Grâce à sa nouvelle plateforme multimodale, inaugurée fin 2025 et exploitée par Rail Logistics Europe à travers sa société VIIA, le port de Sète – Sud de France est le premier port méditerranéen équipé du système Modalohr à chargement horizontal. Ces investissements de long terme traduisent les fortes ambitions du site héraultais, propriété de la Région Occitanie. Échange avec son directeur général, Olivier Carmes.

Comment le ferroviaire dope-t-il votre activité ?

Les autoroutes ferroviaires sont une des clés de la compétitivité du rail. L’agrandissement de notre plateforme multimodale, capable de charger trois trains simultanément contre un seul auparavant, participe à leur efficacité. L’installation de la technologie Modalohr, notamment, qui permet de charger tous types de remorques à l'horizontal sur des wagons pivotants, a déjà permis de doubler les fréquences sur l’autoroute ferroviaire Sète-Calais. D’ici cinq ans, nous souhaitons atteindre la pleine capacité de la plateforme, soit 60 000 remorques par an.

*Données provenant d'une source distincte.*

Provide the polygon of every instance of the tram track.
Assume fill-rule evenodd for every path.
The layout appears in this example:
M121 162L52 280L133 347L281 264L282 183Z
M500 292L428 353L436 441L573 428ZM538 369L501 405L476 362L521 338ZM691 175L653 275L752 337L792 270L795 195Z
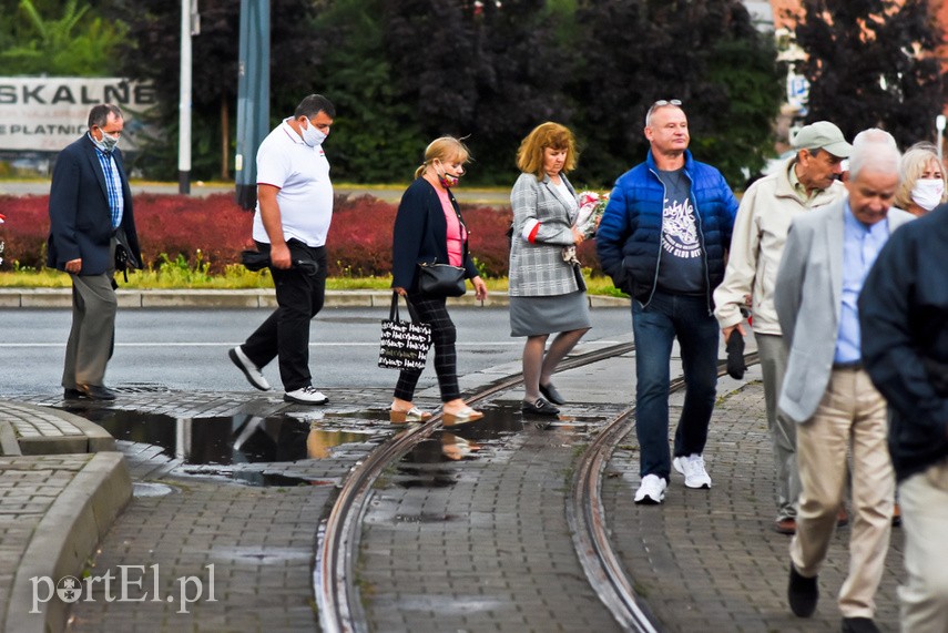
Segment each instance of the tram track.
M613 345L570 357L561 363L559 370L575 369L633 350L632 343ZM756 361L755 356L747 355L748 363ZM477 404L521 382L521 374L500 378L478 390L468 401ZM671 387L673 390L682 389L683 381L672 381ZM634 407L613 416L584 451L565 499L565 512L577 554L600 599L622 629L648 632L658 629L635 596L629 576L609 542L600 498L602 472L619 441L634 425L633 417ZM323 631L368 631L354 579L361 524L373 488L391 463L441 428L441 414L425 423L409 426L357 463L343 483L318 534L314 585Z

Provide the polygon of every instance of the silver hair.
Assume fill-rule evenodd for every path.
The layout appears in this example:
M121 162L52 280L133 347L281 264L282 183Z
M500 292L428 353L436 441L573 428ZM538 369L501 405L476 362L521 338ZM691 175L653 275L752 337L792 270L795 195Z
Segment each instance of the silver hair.
M849 156L849 177L856 180L863 170L887 174L899 173L901 154L891 134L878 127L863 130L853 139Z

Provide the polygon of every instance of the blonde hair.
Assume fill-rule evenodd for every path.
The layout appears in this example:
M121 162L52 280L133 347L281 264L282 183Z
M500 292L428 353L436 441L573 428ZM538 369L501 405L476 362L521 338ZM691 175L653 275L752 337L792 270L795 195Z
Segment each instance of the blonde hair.
M938 164L941 170L941 180L945 181L945 167L938 161L938 147L934 144L928 142L916 143L903 154L899 164L900 180L895 196L897 207L907 211L911 206L911 190L915 188L915 183L921 177L921 173L931 161ZM945 202L944 194L941 202Z
M415 177L421 177L431 163L441 161L448 163L457 160L459 163L467 163L471 157L470 150L460 140L453 136L440 136L435 139L425 149L425 162L415 170Z
M575 169L579 160L575 137L569 127L552 121L540 123L520 142L520 149L517 151L517 166L524 174L533 174L538 181L542 181L546 175L543 151L547 147L567 151L563 173Z

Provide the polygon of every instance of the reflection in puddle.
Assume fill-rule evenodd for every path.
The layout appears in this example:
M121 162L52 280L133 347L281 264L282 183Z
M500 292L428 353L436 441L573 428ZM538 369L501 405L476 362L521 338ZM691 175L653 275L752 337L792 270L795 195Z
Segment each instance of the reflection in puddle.
M227 418L181 419L113 409L83 408L71 412L101 426L116 440L160 447L165 456L187 464L326 459L332 457L335 447L364 442L378 435L377 431L323 428L322 414L290 412L266 418L241 414Z

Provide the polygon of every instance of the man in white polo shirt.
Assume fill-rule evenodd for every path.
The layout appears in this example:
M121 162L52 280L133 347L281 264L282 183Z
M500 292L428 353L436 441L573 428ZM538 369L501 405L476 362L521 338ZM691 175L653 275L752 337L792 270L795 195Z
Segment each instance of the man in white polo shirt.
M310 94L261 143L253 236L257 248L269 253L279 307L228 353L251 385L264 391L269 384L261 368L278 357L283 399L300 405L328 401L309 374L309 321L326 292L333 183L323 141L335 116L328 99Z

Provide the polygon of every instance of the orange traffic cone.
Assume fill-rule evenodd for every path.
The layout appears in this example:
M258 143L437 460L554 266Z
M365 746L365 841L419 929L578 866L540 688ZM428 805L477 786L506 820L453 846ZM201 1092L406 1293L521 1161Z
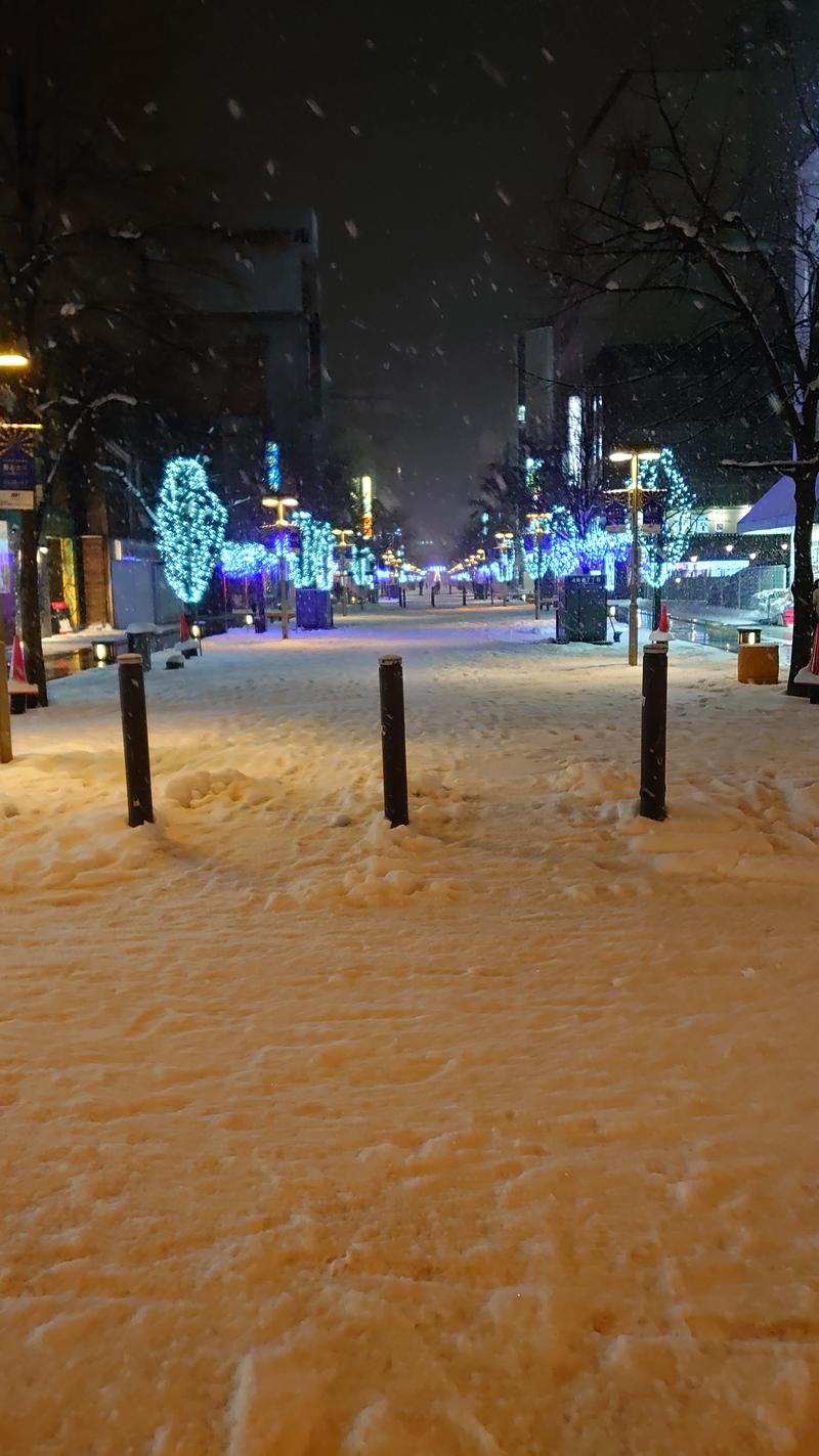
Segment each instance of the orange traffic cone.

Combiné efficacement au mode maritime, le ferroviaire ouvre de nombreuses perspectives de développement, telles que du transport porte-à-porte mer/rail. La compagnie danoise DFDS Seaways a fait ce choix pour ses liaisons depuis la Turquie jusqu’à la région parisienne. L’arrivée de cette entreprise sur notre port a créé 300 emplois directs entre 2015 et 2025.

Combiné au ferroviaire, le fluvial a-t-il, lui aussi, des atouts à faire valoir ?

Ces deux modes massifiés sont complémentaires : le fluvial pour le vrac avec une vrai réactivité, le ferroviaire essentiellement pour les remorques et les conteneurs pour des besoins programmés. Le cimentier Cem’In’Eu en est le parfait exemple : il importe son clinker1 à Sète en provenance de pays méditerranéens, puis alimente ses cimenteries, avec des trains chaque nuit, programmés de longue date vers Tonneins et Portes-lès-Valence. Selon les arrivages, le fluvial complète ce dispositif. Cette chaîne logistique vertueuse permet de faire du porte-à-porte sans toucher la route. D’ici 2030, nous souhaitons que 20 % de nos trafics soient pris en charge par le rail et le fluvial plutôt que par la route, soit le double de ce que nous faisons actuellement.

Cela demande des investissements de long terme…

Quand nous signons ce genre de contrat avec un opérateur comme VIIA, nous partons généralement pour 25 ans, ce qui ne va pas sans une certaine prise de risques. Il s’agit maintenant d’être fiables dans la durée avec une visibilité suffisante en matière de sillons ferroviaires. Nous savons bien que le réseau a besoin d’être entretenu et que des arbitrages entre travaux et circulations s’imposent, mais nous ne pouvons pas nous permettre des ruptures de trois ou six mois dans les trafics. Les opérateurs changeraient leurs habitudes et nous aurions beaucoup de mal à retrouver leur confiance pour les faire revenir vers le ferroviaire.

Pour réaliser ces investissements, nous avons bénéficié d’importantes subventions, régionale, étatique et européenne. 650 millions d'euros ont été investis sur le port dans les quais, l’outillage, l’outil industriel des opérateurs... Et 20 millions l’ont été spécifiquement pour le développement de notre plateforme multimodale.